In sum, think of these colleges and universities as finishing schools for those bent on spending their lives competing in the "sensitivity sweepstakes." However, much of the commentary on campus censorship suggests that the only, or worst, effect of the new “therapeutic” education is the production of “little snowflakes,” that is, weak individuals. Could it also be the opposite?

What has been missed is the role hypersensitivity can play as a cause of violence. This nexus is one of the themes of Roy Baumeister’s Evil: Inside Human Cruelty and Violence. He identifies a number of individual psychological factors on whose basis it is possible to “begin to predict who is likely to be dangerous or violent... . Hypersensitive people, who often think their pride is being assaulted, are potentially dangerous.”

Turning Sensitivity Into Hypersensitivity

He goes on to explain how “hypersensitivity to insults also makes it possible to understand what might otherwise appear to be senseless violence... . Many violent people believe that their actions were justified by the offensive acts of the person who became their victim.”

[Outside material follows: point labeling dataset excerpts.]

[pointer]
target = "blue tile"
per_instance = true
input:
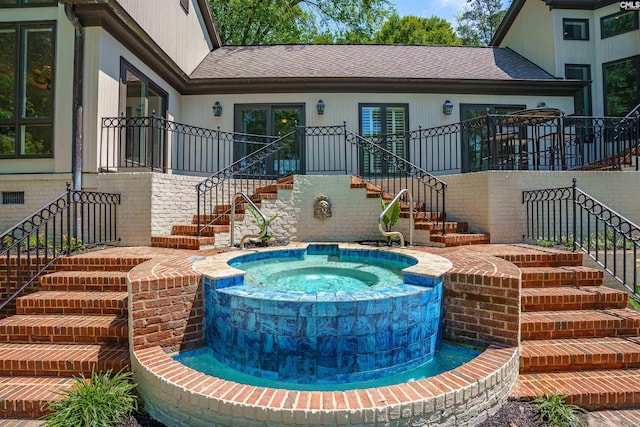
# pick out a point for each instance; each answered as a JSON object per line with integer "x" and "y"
{"x": 327, "y": 326}
{"x": 327, "y": 346}
{"x": 347, "y": 325}
{"x": 287, "y": 325}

The hypersensitive person can become so irrational that subjectivity becomes all: “Even when a neutral observer would conclude that no serious provocation had occurred, it is still important to recognize that, in the perpetrator’s own view, he or she was merely responding to an attack.”

From this it is not difficult to see how what is taught at a growing number of our universities can turn sensitivity into hypersensitivity. After all, these schools defend their creation of safe spaces and their prohibition on free speech on the grounds that “oppressed groups” face “institutional discrimination.”

In this light, the ideological agenda driving the rise of hypersensitivity on campus becomes clearer. It also becomes more frightening, given the demonstrated connection between hypersensitivity and violence.

In sum, sensitivity has been weaponized.